Accelerate’s take is similar to every other author’s take on engagement. Make sure people understand why their work is important, give them feedback, and give them opportunities to grow,
The Leader’s Role
In case you’ve forgotten by now why I’m writing about some of the same things I’ve written about before, it’s because I’m dumbfounded by how much the key metrics have dominated discussions on Accelerate while the human aspects of the research are all but ignored. In our industry, the role of a leader is to help and guide teams of humans working together to solve problems efficiently.
We need leaders with vision and transparency focusing on building highly productive teams with trust and psychological safety - but in many cases we have teams focused on improving “the metrics” - ignoring any cost on the humans.

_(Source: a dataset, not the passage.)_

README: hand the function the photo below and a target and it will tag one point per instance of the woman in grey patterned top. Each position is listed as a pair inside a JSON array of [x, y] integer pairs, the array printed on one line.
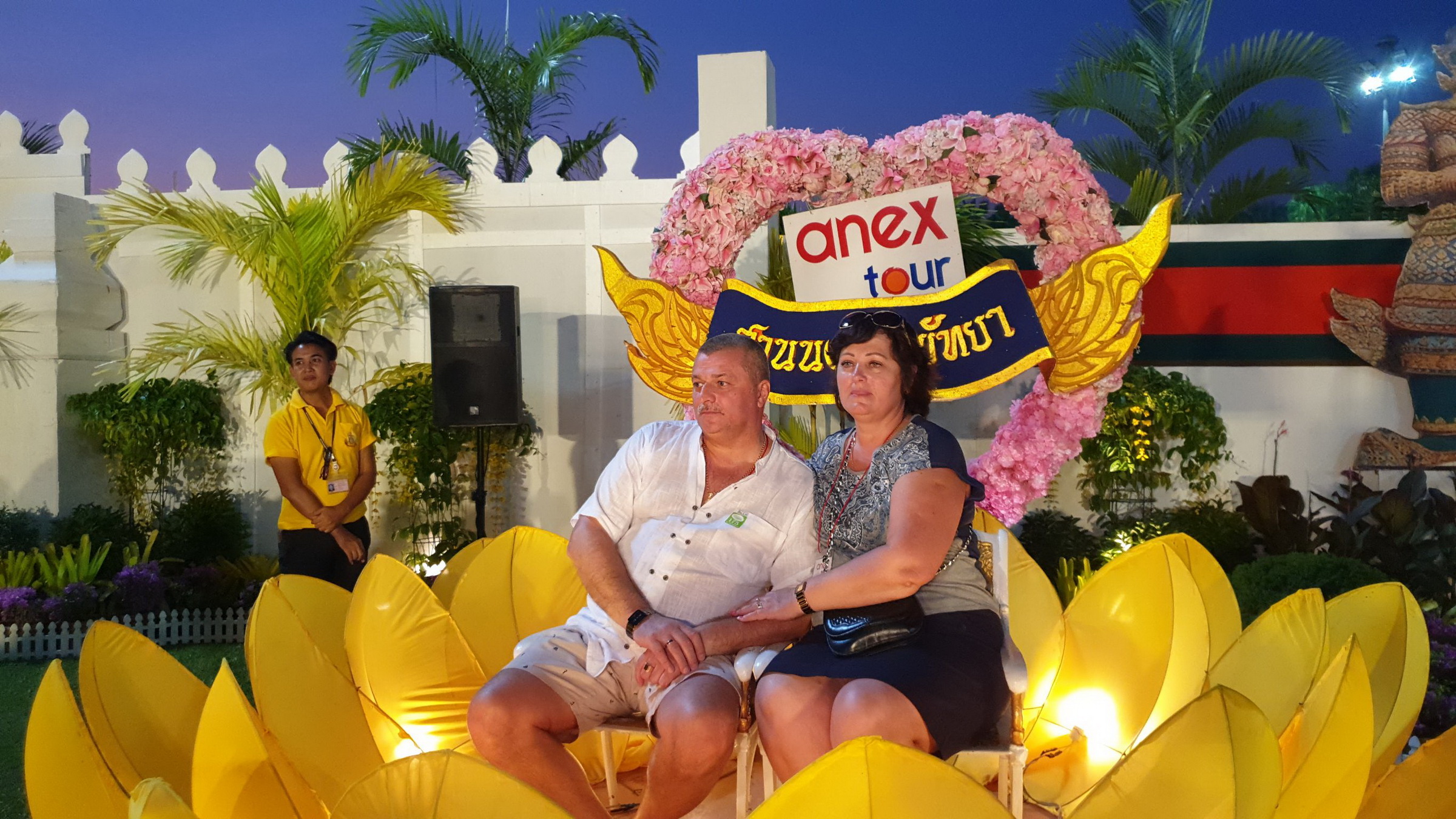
[[894, 517]]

Consider this scenario. You’re on a team that is absolutely crushing the four key metrics. Lead time is measured in days, you’re deploying several times a day, failures in production are rare, and when there are failures, they are fixed quickly. Your manager brags to his peers constantly about how the team is “elite”.
But the metrics are lying, and the team is dying.
Your lead time is in days because you don’t start tracking items until they’re almost done. You’re deploying several times a day, but only minor or superficial changes, as everything else is in long-running branches. You don’t have errors in production because the team is afraid to report errors in production - instead they patch them quietly when needed. But hey - you’ve nailed the metrics.
I’d much rather work in an organization where our lead times are a little long, and we don’t deploy as often as we’d like. But - because we’re transparent, and mistakes and errors are seen as learning opportunities, we know exactly what we need to do to improve. I guess some people are ok chasing metrics for metrics sake, but I can guarantee that approach will lead to dissatisfaction and burnout.
It’s A System
My podcast partner, Brent often brings up a theory of systems that I’m finding more and more relevant. This theory says that there are a finite number of problems in the universe - and that when we solve one problem (or many problems), we inevitably create an equal amount of new problems. Chasing metrics definitely falls into this bucket…but I look forward to seeing what new problems we create when our workplaces are filled with highly productive, sustainable, and psychologically safe organizations.